On Sun, Aug 19, 2012 at 06:07:05PM +0300, Avi Kivity wrote:
ipxe contains the following snippet:
/* Copy ROM to image source PMM block */ pushw %es xorw %ax, %ax movw %ax, %es movl %esi, %edi xorl %esi, %esi movzbl romheader_size, %ecx shll $9, %ecx addr32 rep movsb /* PMM presence implies flat real mode */
Which copies an image to %edi, with %edi >= 0x10000. This is in accordance with the PMM spec:
[...]
So far so good. But the Intel SDM says (20.1.1):
"The IA-32 processors beginning with the Intel386 processor can generate 32-bit offsets using an address override prefix; however, in real-address mode, the value of a 32-bit offset may not exceed FFFFH without causing an exception. For full compatibility with Intel 286 real-address mode, pseudo-protection faults (interrupt 12 or 13) occur if a 32-bit offset is generated outside the range 0 through FFFFH."
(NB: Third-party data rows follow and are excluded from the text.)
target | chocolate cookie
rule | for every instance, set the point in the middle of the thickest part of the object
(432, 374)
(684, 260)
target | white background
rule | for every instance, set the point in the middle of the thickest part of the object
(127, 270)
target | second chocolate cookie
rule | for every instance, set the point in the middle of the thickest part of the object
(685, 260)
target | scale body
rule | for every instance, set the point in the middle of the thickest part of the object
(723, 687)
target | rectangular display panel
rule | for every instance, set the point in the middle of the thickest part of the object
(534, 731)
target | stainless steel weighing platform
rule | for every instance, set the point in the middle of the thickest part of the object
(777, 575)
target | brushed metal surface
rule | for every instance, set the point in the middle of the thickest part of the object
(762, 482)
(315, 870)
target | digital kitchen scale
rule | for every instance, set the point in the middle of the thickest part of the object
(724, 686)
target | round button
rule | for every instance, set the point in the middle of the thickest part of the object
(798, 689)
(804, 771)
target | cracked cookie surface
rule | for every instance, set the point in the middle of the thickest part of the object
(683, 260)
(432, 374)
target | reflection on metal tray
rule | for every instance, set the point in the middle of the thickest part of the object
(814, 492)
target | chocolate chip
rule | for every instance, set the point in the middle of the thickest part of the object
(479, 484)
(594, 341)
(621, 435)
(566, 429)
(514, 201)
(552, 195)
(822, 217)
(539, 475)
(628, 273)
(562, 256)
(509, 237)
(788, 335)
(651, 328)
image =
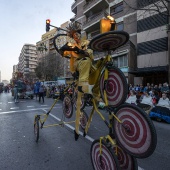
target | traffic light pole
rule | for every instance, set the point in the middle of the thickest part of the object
(58, 28)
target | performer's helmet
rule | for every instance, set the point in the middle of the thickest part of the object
(74, 27)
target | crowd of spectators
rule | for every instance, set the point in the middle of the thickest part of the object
(150, 94)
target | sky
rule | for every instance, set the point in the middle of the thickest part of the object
(23, 21)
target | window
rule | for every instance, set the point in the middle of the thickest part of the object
(152, 22)
(120, 26)
(120, 61)
(117, 8)
(153, 46)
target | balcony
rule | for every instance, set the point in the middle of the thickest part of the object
(93, 22)
(74, 7)
(94, 6)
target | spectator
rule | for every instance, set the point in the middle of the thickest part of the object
(131, 87)
(132, 97)
(156, 88)
(164, 101)
(41, 93)
(147, 99)
(36, 90)
(155, 97)
(146, 87)
(165, 88)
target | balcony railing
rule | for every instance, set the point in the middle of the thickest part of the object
(95, 4)
(93, 19)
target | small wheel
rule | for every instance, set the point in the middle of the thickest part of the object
(115, 86)
(84, 119)
(107, 160)
(136, 134)
(36, 128)
(126, 161)
(67, 106)
(83, 104)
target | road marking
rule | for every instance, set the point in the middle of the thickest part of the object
(14, 108)
(18, 111)
(71, 127)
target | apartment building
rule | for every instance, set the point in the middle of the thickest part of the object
(45, 48)
(15, 70)
(28, 61)
(139, 59)
(152, 42)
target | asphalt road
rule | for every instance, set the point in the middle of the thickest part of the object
(56, 148)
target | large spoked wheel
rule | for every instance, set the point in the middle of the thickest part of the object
(107, 160)
(36, 128)
(83, 104)
(136, 134)
(126, 161)
(67, 106)
(116, 87)
(83, 119)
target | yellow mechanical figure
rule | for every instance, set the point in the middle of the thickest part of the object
(81, 62)
(131, 132)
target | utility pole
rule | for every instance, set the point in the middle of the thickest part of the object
(169, 41)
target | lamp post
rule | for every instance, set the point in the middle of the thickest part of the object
(168, 30)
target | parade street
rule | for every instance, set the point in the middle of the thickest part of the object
(57, 149)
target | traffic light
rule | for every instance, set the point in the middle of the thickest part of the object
(47, 25)
(112, 22)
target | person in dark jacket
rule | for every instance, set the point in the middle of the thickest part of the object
(41, 93)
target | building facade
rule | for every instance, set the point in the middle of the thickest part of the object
(28, 61)
(145, 57)
(62, 64)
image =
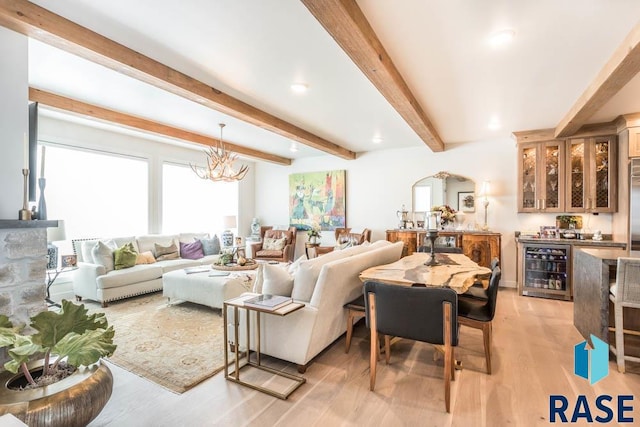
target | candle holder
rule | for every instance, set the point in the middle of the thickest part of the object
(24, 214)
I interpretted the above to mean "however, in [normal real-mode where the segment registers are set to 0xffff] real-address mode, the value of a 32-bit offset may not exceed FFFFH without causing an exception"
Which is exactly what happens here. My understanding of big real mode is that to achieve a segment limit != 0xffff, you must go into 32-bit protected mode, load a segment with a larger limit, and return into real mode without touching the segment. The next load of the segment will reset the limit to 0xffff.
No, the segment limit is only changed when the protected mode bit is set and the segment register is loaded. When the protected mode bit is not set, only the segment offset changes.
[...]
The PMM spec also has this to say (1.3):
"Big Real Mode
Big Real Mode is a modified version of the processor’s real mode with the segment limits changed from 1MB to 4GB. Big real mode allows the BIOS or an Option ROM to read and write extended memory without the overhead of protected mode. The BIOS puts the processor in big real mode during POST to allow simplified access to extended memory. The processor will be in big real mode while the PMM Services are callable."
This is more in line with the Intel spec, and means that the modification to %es must be avoided (and that seabios needs changes to either work in big real mode, or to put the processor back into big real mode after returning from a PMM service.
The SeaBIOS code is regularly used on a variety of real processors (which do enforce segment limits). This includes several different AMD processors and Intel processors. It has also been tested in the past with other manufacturers (eg, Via). We've never seen an issue with the "big real mode" support.
The whole thing is very unfortunate, as kvm is very slow while in big real mode, on certain processors.
Unfortunately, "big real mode" is a requirement for option roms.